La Costituzione parla nei suoi primi articoli di una Repubblica che riconosce e garantisce i diritti inviolabili dell’uomo (articolo 2) e che si impegna a rimuovere gli ostacoli che impediscono il pieno sviluppo della persona umana (articolo 3). Riconoscere, garantire, rimuovere sono tre bellissimi verbi. Riconoscere significa che lo Stato non concede i diritti, perché se li concede li può anche togliere, revocare. Lo Stato, con le sue leggi, riconosce (e garantisce) quello che nella società già è nato e riconosciuto da tempo: la sua evoluzione, le nuove domande, le richieste di svolgere la propria personalità, i desideri, le aspirazioni di ognuno. E gli ostacoli su questo cammino vanno rimossi, perché ogni generazione ha le sue sfide da affrontare.


Il ddl Zan, alla fine, è diventato occasione di un dibattito culturale e di questo vanno ringraziati i sostenitori, ma anche gli avversari a viso aperto della legge. Quanti hanno esposto perplessità (legittime) senza abbassarsi all’oscurantismo e all’ostruzione, fra le femministe, nella comunità omosessuale, hanno contribuito con le loro idee al confronto che è la linfa della democrazia.

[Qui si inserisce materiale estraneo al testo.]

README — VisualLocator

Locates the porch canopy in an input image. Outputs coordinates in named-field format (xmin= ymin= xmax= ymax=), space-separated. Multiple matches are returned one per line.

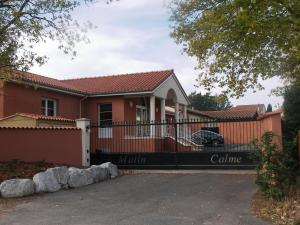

Quel giorno di quarant’anni fa non si votò solo per mantenere la legge sull’aborto, conquista delle donne, ma anche per conservare l’ergastolo e le norme più dure sull’ordine pubblico negli anni di piombo. Il 77 per cento degli italiani votò contro l’abolizione dell’ergastolo. Il segno che nel doppio no dell’elettorato italiano, sull’aborto e sull’ergastolo, c’era una affermazione della libertà individuale che conviveva con una richiesta securitaria, la difesa dal crimine, molto sentito alla fine degli anni Settanta delle stragi e del terrorismo. Lo stesso elettore, lo stesso giorno, aveva votato per conservare un proprio diritto e al tempo stesso per negare a un detenuto la prospettiva di reinserimento sociale prevista dalla Costituzione. Una contraddizione che va ricucita. Per questo, oggi più che mai, diritti civili e diritti sociali sono due volti di una stessa battaglia. Di libertà e di uguaglianza. E di fraternità.